The painting captured in our photograph here was the earlier, larger piece that can now be found in the collection Palais des Beaux-Arts, Lille. It was put together in 1781, where the later version at the Louvre arrived in 1784. The main four figures within both scenes remain relatively the same, but David amends elements of the rest of the scene, particularly the background. It was fairly rare for him to revisit a theme so closely, having produced such a great work in the first place. The artist would take inspiration from classical topics, hence the term Neo-classicism, with Greek literature being one of his most favourite sources of ideas. He was fascinated by the lives of ancient civilisations but also studied more recent populations. In some cases, they would be have been re-invented in more recent times by French poets and novelists, who would have alerted David to some of these figures from the past.

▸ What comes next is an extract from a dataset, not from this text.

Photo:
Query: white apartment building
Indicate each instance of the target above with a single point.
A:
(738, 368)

The scene itself captures Byzantine general Belisarius who has fallen on hard times. Despite having defeated the Vandals in 6th century North Africa, he had now been reduced to a blind beggar. It is exactly the sort of riches to rags story that would have appealed to this artist, who also regularly sought out scenes of romantic tragedy for his work. There is clearly a moralistic theme running deep in the veins of this painting, and it is done so in a far from subtle manner. The painting was well received by academics and the public alike on its initial unveiling at the Salon of 1781. One can discuss quite what the message being conveyed here is, but most will argue for the weakness of the elderly as this once fine man is now reduced to a mere shadow of his former self. He also desperately seeks mercy from the kind young woman who offers him attention.

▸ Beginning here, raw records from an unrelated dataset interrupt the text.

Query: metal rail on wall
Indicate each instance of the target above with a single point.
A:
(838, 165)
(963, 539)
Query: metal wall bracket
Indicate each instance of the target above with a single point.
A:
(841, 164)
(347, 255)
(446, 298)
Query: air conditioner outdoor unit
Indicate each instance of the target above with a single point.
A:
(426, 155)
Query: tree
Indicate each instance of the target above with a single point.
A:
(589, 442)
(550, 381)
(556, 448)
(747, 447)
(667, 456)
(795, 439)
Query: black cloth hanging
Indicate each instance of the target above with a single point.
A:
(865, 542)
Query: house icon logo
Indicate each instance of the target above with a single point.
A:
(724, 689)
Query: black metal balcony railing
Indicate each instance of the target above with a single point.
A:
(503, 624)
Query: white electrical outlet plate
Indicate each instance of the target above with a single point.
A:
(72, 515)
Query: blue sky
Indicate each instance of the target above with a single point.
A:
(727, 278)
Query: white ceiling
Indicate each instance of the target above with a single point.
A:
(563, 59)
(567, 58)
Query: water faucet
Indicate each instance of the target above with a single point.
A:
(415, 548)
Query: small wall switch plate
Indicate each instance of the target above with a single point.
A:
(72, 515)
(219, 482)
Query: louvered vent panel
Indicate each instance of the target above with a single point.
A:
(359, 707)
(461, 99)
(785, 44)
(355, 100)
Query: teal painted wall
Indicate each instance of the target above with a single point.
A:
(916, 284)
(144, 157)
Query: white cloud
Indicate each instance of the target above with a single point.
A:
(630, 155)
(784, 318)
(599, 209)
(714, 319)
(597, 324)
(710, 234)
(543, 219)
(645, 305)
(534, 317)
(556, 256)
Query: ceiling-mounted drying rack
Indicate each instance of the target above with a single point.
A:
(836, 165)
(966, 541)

David makes use of a huge canvas for his earlier version, which is around three metres tall and wide. There are several huge pillars which leap up into the sky, whilst the old man is symbolically sat down at the bottom of them - he has fallen so far from his earlier prowess. The artist keeps these pillars virtually identical in both paintings and so was clearly happy with them first time round. There is also a carefully crafted tiled floor which makes its way past this building. The main compositional change between the two is that in the second Louvre piece the soldier behind is visually much more distant from the woman, child and old man. Perhaps the artist wanted to underscore his opinion over the relative kindness of this woman and the contrasting behaviour of the soldier behind.